ExecStopPost=/bin/rm %t/%n-pid %t/%n-cid
TimeoutStopSec=600
Type=forking
PIDFile=%t/%n-pid

[Install]
WantedBy=multi-user.target
[Unit]
Description=container public linux ci %i
Requires=gpg-passphrase.service
Wants=network-online.target
After=docker.service

[Service]
Restart=on-success
ExecStart=/bin/sh -c "/bin/docker run \
          --env name_label=%H-%i \
          --env org_repository=$(gpg --quiet --batch --decrypt /run/secrets/public_linux_org_repository.gpg) \
          --env runner_token=$(gpg --quiet --batch --decrypt /run/secrets/public_linux_runner_token.gpg) \
          --cidfile %t/%n-cid \
          --label "io.containers.autoupdate=local" \
          --name=public_linux_%i \
          --memory-swap=20g \
          --memory=16g \
          --cpus=4 \
          --log-driver=journald \
          -d localhost/adi/linux:latest top"
RemainAfterExit=yes
ExecStop=/bin/sh -c "/bin/docker stop -t 300 $(cat %t/%n-cid) && /bin/docker rm $(cat %t/%n-cid)"
ExecStopPost=/bin/rm %t/%n-cid
TimeoutStopSec=600
Type=forking

[Install]
WantedBy=multi-user.target

Remember to systemctl --user daemon-reload after modifying. With autoupdate, if the image-digest of the container and local storage differ, the local image is considered to be newer and the systemd unit gets restarted.

Tune the limit flags for your needs. The --cpus flag requires a kernel with CONFIG_CFS_BANDWIDTH enabled. You can check with zgrep CONFIG_CFS_BANDWIDTH= /proc/config.gz.

Instead of passing runner_token, you can also pass a github_token to generate the runner_token on demand. Using the github_token is the recommended approach because during clean-up the original runner_token may have expired already.

Alternatively, you can mount a FIFO to /var/run/secrets/runner_token to generate a token just in time, without ever passing the github_token to the container (scripts not provided).

However, please note, just like the GitHub Actions generated GITHUB_TOKEN, the path /run/secrets/runner_token can be read by workflows, while the previous option is removed from the environment prior executing the GitHub Actions runtime.

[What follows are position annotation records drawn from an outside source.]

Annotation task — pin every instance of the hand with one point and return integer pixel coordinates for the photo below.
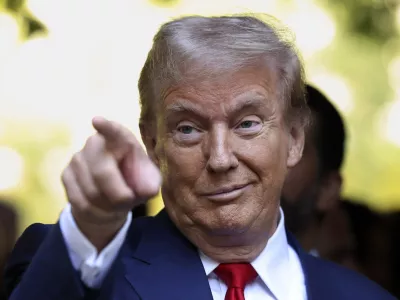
(106, 179)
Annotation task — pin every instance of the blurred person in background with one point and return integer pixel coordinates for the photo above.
(222, 120)
(8, 235)
(375, 236)
(313, 186)
(336, 239)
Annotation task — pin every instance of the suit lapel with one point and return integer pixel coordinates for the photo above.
(317, 286)
(162, 264)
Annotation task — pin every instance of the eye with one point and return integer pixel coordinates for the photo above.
(247, 124)
(186, 129)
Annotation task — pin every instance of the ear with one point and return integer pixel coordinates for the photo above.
(329, 191)
(149, 138)
(296, 145)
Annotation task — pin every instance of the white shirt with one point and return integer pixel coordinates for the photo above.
(278, 266)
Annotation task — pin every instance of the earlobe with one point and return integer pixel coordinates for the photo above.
(296, 146)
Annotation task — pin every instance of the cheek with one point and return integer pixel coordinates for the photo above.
(266, 156)
(181, 166)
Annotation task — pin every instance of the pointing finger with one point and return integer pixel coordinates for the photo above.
(119, 139)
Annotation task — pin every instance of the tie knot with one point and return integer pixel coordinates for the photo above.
(236, 275)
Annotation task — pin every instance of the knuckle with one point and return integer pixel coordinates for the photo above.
(102, 172)
(94, 143)
(93, 193)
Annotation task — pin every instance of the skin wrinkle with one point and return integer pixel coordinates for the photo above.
(220, 154)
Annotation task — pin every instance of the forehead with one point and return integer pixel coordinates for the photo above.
(222, 95)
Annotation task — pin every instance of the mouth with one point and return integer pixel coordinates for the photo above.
(226, 194)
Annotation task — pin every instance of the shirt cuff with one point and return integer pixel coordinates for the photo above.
(92, 266)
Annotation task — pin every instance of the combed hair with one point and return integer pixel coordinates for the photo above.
(198, 47)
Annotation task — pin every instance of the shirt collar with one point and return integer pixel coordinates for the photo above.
(273, 263)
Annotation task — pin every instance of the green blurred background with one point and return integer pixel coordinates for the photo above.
(64, 61)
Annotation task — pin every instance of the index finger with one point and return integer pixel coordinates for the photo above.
(119, 139)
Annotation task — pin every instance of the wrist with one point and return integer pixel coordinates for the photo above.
(99, 231)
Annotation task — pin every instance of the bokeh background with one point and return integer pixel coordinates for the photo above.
(64, 61)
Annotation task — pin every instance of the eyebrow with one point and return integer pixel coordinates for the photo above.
(245, 101)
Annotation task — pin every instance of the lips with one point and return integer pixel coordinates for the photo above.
(226, 194)
(224, 190)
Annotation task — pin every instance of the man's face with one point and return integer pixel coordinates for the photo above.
(223, 147)
(301, 188)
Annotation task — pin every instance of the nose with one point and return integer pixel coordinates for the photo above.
(221, 157)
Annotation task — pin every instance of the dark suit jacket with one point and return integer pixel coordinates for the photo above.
(156, 262)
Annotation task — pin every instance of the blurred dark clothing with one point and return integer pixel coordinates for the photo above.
(8, 235)
(139, 211)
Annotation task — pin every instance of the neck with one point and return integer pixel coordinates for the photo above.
(308, 237)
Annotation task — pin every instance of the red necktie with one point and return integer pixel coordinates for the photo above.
(236, 276)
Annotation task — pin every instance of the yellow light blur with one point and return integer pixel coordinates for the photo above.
(391, 122)
(12, 167)
(313, 27)
(394, 72)
(9, 36)
(335, 88)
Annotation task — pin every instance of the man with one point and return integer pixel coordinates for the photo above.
(222, 120)
(313, 186)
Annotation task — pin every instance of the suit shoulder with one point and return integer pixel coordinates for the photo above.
(32, 237)
(344, 281)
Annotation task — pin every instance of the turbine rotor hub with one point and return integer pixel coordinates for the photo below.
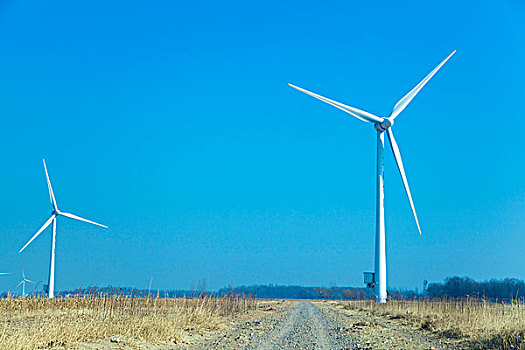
(384, 125)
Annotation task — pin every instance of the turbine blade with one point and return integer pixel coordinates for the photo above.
(51, 194)
(72, 216)
(364, 116)
(401, 105)
(399, 162)
(38, 232)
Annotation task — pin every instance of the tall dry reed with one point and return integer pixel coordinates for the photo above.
(481, 323)
(34, 323)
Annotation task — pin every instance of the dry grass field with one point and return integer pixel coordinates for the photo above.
(476, 323)
(139, 322)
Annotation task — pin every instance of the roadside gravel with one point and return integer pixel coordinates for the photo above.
(319, 325)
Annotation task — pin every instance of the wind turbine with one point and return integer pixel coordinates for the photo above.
(53, 219)
(23, 283)
(382, 125)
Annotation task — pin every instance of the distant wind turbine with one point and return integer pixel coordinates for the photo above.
(383, 124)
(23, 283)
(54, 214)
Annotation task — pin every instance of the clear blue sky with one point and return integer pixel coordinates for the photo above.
(173, 124)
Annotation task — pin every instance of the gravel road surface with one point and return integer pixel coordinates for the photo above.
(318, 325)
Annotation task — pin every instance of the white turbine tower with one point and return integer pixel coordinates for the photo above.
(23, 283)
(54, 214)
(383, 124)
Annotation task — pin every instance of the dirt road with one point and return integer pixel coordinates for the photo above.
(319, 325)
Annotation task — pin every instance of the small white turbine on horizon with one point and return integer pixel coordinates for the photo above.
(54, 214)
(383, 124)
(23, 283)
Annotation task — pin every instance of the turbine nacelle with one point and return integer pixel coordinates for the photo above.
(384, 125)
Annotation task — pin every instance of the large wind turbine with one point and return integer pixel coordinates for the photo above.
(23, 283)
(382, 125)
(53, 219)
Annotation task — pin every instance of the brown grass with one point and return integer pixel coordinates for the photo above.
(479, 323)
(39, 323)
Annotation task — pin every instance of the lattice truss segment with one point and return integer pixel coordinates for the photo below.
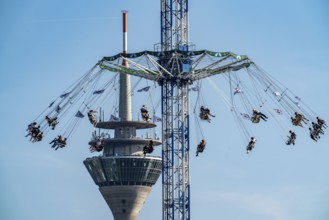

The order of precedence for authentication token is:

  1. github_token: environment variable.

  2. runner_token: plain text or FIFO at /run/secrets/runner_token.

  3. runner_token: environment variable.

Please understand the security implications and ensure the token secrecy, by for example, require manual approval for running workflows PRs from third party sources and don’t relax runner user permissions.

The required GitHub Fine-Grained token permission should be set as follows:

For repository runner:

  • administration:write: “Administration” repository permissions (write).

For org runner:

  • organization_self_hosted_runners:write: “Self-hosted runners” organization permissions (write).

  • The user needs to be an org-level admin.

Then update the systemd service.

Enable and start the service

systemctl --user enable container-public-linux@0.service
systemctl --user start container-public-linux@0.service

Attention

User services are terminated on logout, unless you define loginctl enable-linger <your-user> first.